AMMAN: The Syrian Arab Army and its allies captured a strategic rebel base in the East Ghouta suburbs of Damascus on Monday, the latest advance in a grinding campaign inching towards the city of Douma, the epicenter of opposition military resistance near the capital.
By capturing the Katibat al-Ishara military base, regime and allied forces have opened an eastern front for the shelling of Douma, which lies less than 3km due west of the new regime front lines.
Syrian state media reported the capture of “terrorist havens” in East Ghouta on Monday, and rebel faction Jaish al-Islam acknowledged its retreat from Katibat al-Ishara in a statement released the same day.
Since May, the Damascus suburb of Douma—home to half a million residents before the the war—has been subject to near daily artillery shelling from the north in addition to a deteriorating humanitarian situation with shortages of critical medical supplies.
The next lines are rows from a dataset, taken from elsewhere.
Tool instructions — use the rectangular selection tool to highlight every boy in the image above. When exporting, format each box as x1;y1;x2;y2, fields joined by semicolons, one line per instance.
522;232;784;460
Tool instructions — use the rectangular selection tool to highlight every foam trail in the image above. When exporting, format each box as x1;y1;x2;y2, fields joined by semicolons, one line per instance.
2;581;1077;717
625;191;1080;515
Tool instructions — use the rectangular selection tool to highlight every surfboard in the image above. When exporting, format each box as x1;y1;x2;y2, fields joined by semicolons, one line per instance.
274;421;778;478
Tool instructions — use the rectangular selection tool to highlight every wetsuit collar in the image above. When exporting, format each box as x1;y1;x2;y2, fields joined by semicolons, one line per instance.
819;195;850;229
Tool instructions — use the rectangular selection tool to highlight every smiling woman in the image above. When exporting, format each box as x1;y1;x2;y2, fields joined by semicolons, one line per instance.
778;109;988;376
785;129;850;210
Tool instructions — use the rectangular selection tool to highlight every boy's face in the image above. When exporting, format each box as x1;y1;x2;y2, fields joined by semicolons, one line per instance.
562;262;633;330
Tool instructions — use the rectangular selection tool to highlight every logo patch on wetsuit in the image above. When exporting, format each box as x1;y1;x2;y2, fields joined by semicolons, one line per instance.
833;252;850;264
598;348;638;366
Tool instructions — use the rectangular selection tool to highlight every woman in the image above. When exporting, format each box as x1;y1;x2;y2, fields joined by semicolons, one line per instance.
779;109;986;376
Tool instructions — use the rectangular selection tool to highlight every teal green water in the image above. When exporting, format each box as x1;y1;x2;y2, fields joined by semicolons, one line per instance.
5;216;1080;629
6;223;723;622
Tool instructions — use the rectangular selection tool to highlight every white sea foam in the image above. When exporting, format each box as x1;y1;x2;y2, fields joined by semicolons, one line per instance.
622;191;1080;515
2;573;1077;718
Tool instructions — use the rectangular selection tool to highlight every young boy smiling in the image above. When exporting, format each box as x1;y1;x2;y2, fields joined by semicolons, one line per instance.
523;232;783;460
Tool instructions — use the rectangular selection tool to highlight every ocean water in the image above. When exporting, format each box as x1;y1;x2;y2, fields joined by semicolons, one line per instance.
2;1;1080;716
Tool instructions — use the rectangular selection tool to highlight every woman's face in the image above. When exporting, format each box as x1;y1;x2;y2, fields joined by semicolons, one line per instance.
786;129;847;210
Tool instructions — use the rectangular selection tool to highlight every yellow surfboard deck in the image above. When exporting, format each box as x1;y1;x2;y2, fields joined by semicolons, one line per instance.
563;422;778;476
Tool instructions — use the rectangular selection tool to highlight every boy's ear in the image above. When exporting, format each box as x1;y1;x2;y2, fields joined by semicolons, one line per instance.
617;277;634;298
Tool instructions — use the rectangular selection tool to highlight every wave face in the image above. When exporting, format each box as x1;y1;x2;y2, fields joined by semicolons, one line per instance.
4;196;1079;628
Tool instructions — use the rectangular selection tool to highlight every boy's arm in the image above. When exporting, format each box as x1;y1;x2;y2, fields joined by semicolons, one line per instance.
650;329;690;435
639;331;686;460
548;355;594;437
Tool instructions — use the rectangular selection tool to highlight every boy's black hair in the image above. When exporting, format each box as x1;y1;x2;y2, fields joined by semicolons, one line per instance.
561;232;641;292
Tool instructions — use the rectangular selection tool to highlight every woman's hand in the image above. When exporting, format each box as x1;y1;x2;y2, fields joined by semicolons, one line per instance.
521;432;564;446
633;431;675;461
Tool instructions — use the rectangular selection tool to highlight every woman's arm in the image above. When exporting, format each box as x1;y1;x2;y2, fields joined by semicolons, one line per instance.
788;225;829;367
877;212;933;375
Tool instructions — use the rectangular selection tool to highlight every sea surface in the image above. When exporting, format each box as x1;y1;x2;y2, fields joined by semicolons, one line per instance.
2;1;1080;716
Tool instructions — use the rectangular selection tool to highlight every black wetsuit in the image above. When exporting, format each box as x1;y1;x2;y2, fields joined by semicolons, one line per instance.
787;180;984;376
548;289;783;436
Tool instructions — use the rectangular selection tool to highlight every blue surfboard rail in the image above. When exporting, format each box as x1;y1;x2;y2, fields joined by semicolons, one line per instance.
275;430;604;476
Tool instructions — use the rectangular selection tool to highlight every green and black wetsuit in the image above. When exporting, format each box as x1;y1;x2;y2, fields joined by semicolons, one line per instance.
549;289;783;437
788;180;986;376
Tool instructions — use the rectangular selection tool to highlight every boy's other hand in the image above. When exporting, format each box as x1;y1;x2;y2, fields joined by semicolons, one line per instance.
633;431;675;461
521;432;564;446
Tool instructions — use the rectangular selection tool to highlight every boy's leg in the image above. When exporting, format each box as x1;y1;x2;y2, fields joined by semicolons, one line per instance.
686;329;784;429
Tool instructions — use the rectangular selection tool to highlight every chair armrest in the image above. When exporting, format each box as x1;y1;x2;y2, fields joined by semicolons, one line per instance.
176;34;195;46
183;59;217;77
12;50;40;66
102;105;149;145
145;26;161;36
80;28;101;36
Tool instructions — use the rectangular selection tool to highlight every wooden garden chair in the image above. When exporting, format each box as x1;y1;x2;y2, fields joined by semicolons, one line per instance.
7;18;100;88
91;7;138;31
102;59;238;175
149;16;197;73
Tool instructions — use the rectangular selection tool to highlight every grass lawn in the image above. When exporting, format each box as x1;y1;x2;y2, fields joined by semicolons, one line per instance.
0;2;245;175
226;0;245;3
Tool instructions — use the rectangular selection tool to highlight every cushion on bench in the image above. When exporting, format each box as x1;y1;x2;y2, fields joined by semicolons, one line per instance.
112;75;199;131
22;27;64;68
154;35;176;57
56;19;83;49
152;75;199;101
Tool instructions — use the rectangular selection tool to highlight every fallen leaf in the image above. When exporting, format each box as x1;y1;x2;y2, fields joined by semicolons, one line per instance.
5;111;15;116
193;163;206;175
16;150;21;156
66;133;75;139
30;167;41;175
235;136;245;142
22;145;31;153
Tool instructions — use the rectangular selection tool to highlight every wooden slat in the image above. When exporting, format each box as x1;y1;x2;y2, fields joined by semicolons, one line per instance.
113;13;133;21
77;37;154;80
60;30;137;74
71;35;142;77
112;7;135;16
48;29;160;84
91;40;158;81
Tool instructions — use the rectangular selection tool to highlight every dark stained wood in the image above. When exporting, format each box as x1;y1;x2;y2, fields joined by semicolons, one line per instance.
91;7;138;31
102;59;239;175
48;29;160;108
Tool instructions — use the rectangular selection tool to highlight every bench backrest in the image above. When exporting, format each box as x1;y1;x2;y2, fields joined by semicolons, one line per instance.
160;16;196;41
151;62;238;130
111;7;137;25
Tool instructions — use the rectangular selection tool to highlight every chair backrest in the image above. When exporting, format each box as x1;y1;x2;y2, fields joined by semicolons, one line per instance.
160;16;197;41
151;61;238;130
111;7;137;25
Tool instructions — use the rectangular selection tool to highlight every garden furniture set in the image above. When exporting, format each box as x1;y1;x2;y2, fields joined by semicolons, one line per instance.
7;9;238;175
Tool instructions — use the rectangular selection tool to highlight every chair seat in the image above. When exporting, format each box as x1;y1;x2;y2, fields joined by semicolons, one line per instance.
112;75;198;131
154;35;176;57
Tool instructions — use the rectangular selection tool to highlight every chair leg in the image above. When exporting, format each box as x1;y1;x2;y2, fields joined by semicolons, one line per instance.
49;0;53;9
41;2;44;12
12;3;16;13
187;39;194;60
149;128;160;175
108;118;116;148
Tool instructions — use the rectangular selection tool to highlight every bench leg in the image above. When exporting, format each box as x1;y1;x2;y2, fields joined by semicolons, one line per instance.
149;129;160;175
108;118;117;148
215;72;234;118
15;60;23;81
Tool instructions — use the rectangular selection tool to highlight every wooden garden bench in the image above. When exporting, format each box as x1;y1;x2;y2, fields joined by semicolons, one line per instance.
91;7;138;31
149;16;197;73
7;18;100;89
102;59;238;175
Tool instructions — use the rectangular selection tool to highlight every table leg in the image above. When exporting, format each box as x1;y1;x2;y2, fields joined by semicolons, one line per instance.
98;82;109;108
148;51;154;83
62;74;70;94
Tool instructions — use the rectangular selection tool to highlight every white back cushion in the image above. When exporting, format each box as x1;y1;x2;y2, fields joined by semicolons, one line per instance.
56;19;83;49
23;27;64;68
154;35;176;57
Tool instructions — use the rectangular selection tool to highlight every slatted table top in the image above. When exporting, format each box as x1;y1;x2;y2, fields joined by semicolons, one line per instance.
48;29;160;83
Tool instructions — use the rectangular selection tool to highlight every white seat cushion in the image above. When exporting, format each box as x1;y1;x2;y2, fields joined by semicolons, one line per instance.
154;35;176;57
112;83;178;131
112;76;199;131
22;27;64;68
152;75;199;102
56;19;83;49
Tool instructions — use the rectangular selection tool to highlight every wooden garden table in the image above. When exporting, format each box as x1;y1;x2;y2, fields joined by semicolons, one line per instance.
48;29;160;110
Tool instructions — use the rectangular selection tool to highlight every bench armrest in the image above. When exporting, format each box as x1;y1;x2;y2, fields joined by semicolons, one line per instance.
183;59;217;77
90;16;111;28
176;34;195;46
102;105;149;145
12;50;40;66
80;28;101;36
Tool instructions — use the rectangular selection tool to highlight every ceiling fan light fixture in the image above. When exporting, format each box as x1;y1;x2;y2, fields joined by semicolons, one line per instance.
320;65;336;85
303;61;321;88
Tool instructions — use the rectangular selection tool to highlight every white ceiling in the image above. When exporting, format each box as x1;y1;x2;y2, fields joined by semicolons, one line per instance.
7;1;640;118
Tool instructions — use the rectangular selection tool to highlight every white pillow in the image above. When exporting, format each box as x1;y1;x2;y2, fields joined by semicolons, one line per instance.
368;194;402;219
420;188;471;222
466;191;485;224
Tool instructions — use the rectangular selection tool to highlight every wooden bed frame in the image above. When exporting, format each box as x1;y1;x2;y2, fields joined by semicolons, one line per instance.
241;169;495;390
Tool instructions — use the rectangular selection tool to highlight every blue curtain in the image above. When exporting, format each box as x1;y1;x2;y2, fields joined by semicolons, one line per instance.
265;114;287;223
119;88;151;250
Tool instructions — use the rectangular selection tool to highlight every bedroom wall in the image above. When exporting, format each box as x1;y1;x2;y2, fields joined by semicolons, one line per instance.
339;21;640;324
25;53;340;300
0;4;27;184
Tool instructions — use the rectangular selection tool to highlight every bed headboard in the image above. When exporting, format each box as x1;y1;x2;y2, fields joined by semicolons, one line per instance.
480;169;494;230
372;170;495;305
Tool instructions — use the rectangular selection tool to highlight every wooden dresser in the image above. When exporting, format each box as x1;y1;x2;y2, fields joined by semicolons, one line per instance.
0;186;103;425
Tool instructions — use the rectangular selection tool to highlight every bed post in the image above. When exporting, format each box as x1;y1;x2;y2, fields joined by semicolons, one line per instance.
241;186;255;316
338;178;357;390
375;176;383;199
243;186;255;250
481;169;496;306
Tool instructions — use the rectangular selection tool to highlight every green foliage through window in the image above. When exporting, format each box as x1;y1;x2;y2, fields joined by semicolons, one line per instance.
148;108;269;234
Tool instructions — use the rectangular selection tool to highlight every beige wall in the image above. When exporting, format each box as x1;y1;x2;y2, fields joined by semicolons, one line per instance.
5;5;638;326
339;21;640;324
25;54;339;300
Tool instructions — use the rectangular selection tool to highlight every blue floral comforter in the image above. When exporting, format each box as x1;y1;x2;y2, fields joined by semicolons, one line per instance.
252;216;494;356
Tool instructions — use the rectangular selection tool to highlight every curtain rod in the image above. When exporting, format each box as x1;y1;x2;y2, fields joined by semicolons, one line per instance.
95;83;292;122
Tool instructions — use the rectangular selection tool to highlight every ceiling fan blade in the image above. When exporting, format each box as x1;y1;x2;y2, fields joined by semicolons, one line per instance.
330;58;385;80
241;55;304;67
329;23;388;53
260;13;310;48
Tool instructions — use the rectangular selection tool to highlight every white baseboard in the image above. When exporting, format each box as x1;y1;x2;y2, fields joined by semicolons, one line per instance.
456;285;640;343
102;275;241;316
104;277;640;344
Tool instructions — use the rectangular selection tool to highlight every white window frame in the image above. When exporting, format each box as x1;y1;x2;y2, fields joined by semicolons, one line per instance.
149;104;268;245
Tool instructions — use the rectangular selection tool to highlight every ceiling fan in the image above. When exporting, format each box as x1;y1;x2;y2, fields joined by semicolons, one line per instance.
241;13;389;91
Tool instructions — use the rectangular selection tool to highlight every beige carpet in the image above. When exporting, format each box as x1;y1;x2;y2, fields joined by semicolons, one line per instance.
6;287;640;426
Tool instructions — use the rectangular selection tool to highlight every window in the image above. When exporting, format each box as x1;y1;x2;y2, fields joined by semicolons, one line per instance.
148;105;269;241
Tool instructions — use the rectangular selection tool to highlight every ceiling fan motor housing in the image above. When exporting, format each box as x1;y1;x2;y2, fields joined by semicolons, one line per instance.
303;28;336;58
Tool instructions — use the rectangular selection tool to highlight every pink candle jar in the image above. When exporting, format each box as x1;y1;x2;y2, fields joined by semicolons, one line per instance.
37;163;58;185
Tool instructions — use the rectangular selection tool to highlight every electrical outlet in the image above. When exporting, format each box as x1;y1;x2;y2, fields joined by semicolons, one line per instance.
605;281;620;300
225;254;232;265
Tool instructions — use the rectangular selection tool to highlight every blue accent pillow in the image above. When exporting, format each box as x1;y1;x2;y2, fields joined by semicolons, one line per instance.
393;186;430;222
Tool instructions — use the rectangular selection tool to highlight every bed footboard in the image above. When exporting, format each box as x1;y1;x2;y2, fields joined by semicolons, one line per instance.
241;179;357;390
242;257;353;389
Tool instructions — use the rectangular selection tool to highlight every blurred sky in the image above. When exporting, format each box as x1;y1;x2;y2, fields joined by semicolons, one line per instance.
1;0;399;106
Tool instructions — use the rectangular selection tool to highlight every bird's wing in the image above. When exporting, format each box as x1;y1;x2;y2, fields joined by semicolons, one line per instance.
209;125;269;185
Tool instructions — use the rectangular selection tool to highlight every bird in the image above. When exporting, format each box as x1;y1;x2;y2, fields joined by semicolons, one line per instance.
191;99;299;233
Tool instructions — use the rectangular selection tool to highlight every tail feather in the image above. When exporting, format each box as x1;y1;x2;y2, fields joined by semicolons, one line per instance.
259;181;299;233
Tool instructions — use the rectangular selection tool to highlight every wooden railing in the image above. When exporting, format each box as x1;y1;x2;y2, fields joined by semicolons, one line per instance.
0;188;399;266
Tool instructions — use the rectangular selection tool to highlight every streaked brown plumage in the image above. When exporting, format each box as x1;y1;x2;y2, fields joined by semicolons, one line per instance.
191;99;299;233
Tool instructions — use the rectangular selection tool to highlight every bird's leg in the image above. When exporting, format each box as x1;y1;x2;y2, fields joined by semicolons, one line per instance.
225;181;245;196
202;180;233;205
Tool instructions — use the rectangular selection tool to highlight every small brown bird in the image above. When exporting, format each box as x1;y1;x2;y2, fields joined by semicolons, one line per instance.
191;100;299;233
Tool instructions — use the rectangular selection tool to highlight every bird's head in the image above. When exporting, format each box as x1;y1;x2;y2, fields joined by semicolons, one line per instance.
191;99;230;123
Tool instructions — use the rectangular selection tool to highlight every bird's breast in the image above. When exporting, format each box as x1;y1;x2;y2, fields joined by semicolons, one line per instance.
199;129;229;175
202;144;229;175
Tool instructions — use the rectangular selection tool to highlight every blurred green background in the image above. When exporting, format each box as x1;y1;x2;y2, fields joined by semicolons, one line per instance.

Jaish al-Islam fighters engage regime forces in East Ghouta on Monday. Photo courtesy of Jaish al-Islam.
Monday’s advance has sparked fears among Douma residents that the regime will now begin shelling the city from the east as well.
“The fear is palpable” in the city, Douma resident Mohammed told Syria Direct Wednesday.
“Douma is now at the mercy of the regime’s artillery…from another front,” said Mohammed. “There’s no denying that we’re afraid that that the city is going to experience an increase in the pace of the bombings.”
Since July 29, regime forces have launched 117 attempts over 58 days to capture the rebel base, Jaish al-Islam wrote in its Monday statement. “Assad’s gangs,” reportedly fired more than 5,000 mortar shells and launched 390 airstrikes before finally taking control of the base.
As the regime continues to slowly chip away at encircled East Ghouta—the roughly 100-square-kilometer rebel pocket adjacent to Damascus—capturing the Katibat al-Ishara base provides the regime not only with a strategic military high ground but also a staging point for a march on Douma.
Taking the base “is no small feat,” Firas al-Abdullah, a Douma-based citizen journalist, told Syria Direct on Wednesday. “The regime has a secure foothold in this base and now Douma lies squarely before them.”
Before any advance on Douma, the regime would likely attempt to first build on its latest gains. To the west of Katibat al-Ishara are the towns of a-Rihan and a-Shifuniyah and to the northeast, Tal Kurdi and Tal Suwan are now just one kilometer away from total encirclement.
Katibat al-Ishara lies 3km due east of Douma. Photo courtesy of Al-Masdar News.
Opposition military sources told Syria Direct on Wednesday that local residents evacuated Tal Kurdi and Tal Suwan two months ago, and headed further into East Ghouta to towns and cities including Douma.
“The regime is eyeing Douma, and in the process they are carving up Ghouta,” al-Abdullah added.
Assad’s government scored a major political victory late last month when Darayya, another nearby Damascus pocket of resistance, surrendered following years of encirclement, and some Douma residents fear a similar fate.
As the encirclement around the city continues to constrict, “we’re afraid that Douma is becoming the next Darayya,” al-Abdullah told Syria Direct.
Regime and allied forces have been largely successful at seizing control over portions of East Ghouta by exploiting deep—and at times violent—divisions between the area’s leading rebel groups.
Syrian army forces captured most of East Ghouta’s southern agricultural region in May in a lightening advance after weeks of infighting between Jaish al-Islam and forces led by rival faction Failaq a-Rahman facilitated the rapid regime advance and prevented rebel reinforcements from reaching fronts with the regime.
Jaish al-Islam and rival Islamist factions Failaq a-Rahman and Jaish al-Fustat, made up of Jabhat a-Nusra (now known as Jabhat Fatah a-Sham) and Fajr al-Ummah, began overtly battling for dominance in multiple towns across the regime-blockaded East Ghouta suburbs on April 28. The infighting followed months of back-and-forth skirmishes, assassination attempts and arrests.
Jaish al-Islam has not coordinated with other rebel groups on the Katibat al-Ishara front since rebel infighting broke out in April, Hamza Beriqdar, spokesman for Jaish al-Islam’s Joint Chiefs of Staff, told Syria Direct on Wednesday.